With today’s high-speed Internet standards, there’s no need to be trapped on a model in which every action performed on the website, such as clicking on various buttons, results in another web page being downloaded from a server. That is the main reason why organizations are moving towards building a few parts of their web application with this newly emerged term “Single Page Application (SPA)”.

Single Page Application is a web application or website that interacts with the user by dynamically rewriting the current page, rather than loading entire new pages from the server.

When you browse through your email, for example, you’ll notice that little changes throughout navigation – the sidebar and header remain unchanged as you look through your inbox. With each click, the SPA just communicates what you need, and your browser displays that information. This differs from a conventional page load, in which the server re-renders a whole page with each click and delivers it to your browser.

This piece-by-piece, client-side technique reduces load time for consumers and reduces the quantity of information a server needs deliver, making it much less and much more cost efficient.

What Is A Single Page Application? Meaning, Pitfalls & Benefits
Photo: www.excellentwebworld.com/what-is-a-single-page-application/

A refresh of page never occurs with an SPA; instead, the browser retrieves all necessary HTML, JavaScript, and CSS code with a single page load, or the appropriate resources are dynamically loaded and appended to the page as needed, generally in reaction to user activities.

At their core, single page applications are based on Ajax — a set of web development techniques for sending and processing requests from a server in the background without the need to reload a whole page.

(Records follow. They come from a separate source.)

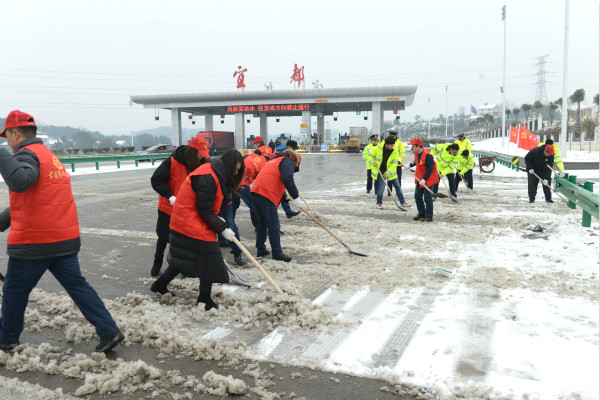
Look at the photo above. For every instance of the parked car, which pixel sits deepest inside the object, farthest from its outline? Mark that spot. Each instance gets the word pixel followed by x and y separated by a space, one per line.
pixel 158 149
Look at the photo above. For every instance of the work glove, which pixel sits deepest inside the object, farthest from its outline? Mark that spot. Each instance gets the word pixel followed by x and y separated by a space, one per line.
pixel 228 234
pixel 297 202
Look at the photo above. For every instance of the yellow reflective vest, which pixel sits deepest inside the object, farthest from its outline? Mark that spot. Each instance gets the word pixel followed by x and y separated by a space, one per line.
pixel 401 149
pixel 368 153
pixel 392 163
pixel 464 145
pixel 465 164
pixel 557 158
pixel 445 161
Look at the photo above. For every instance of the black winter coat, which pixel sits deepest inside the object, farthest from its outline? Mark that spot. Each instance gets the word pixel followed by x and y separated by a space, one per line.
pixel 199 258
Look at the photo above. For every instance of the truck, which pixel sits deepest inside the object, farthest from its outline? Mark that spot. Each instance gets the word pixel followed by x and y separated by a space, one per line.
pixel 218 141
pixel 361 133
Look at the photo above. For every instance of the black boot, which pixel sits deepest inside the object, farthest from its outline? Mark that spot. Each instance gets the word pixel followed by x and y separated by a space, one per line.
pixel 239 261
pixel 155 271
pixel 207 300
pixel 160 286
pixel 254 219
pixel 107 343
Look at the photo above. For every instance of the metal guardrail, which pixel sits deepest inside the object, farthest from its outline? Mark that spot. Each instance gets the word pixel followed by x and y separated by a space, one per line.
pixel 578 194
pixel 111 158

Ajax has allowed developers to start folding complex functionality into apps that fit on a single page.

Single Page Application vs. Multi Page Application
Basic Representation of Single Page Application vs. Traditional

Benefits of Single Page Applications:

  • Single Time File Load Each of HTML, CSS, JS – After the initial page load, the server does not send any additional HTML to you; instead, you download it all at the start. The SPA then sends back requests for data and markup as you click around, the server provides back the raw materials required, and your browser takes it and displays an updated UI – interchanging parts without ever needing to refresh the entire page.
  • Fast and Responsive Front-end Built – This is due to the decoupled architecture of SPAs, or a separation of back-end services and front-end display. With a decoupled setup, developers can build, deploy, and experiment with the front-end completely independently of the underlying back-end technology.
  • Improved User Experience – Single page web applications are great for developing unique sites while also offering an excellent user experience. Because visitors do not need to wait for the new page to load. The dynamic loading of the material provides the user with a consistent experience.

Some Single Page Application examples are like Gmail, Google Maps, AirBNB, Netflix, Pinterest, Paypal, and many more are using SPAs to build a fluid, scalable experience.

Why developers of 2021 prefer the SPA approach? SPAs have more chances to hold users’ attention as they seem to be fast operating — SPAs provide users with instant feedback (compared to regular sites with their white screens before the page will be completely downloaded). Single-page sites also consume less and could work without server-side code at all (API technology).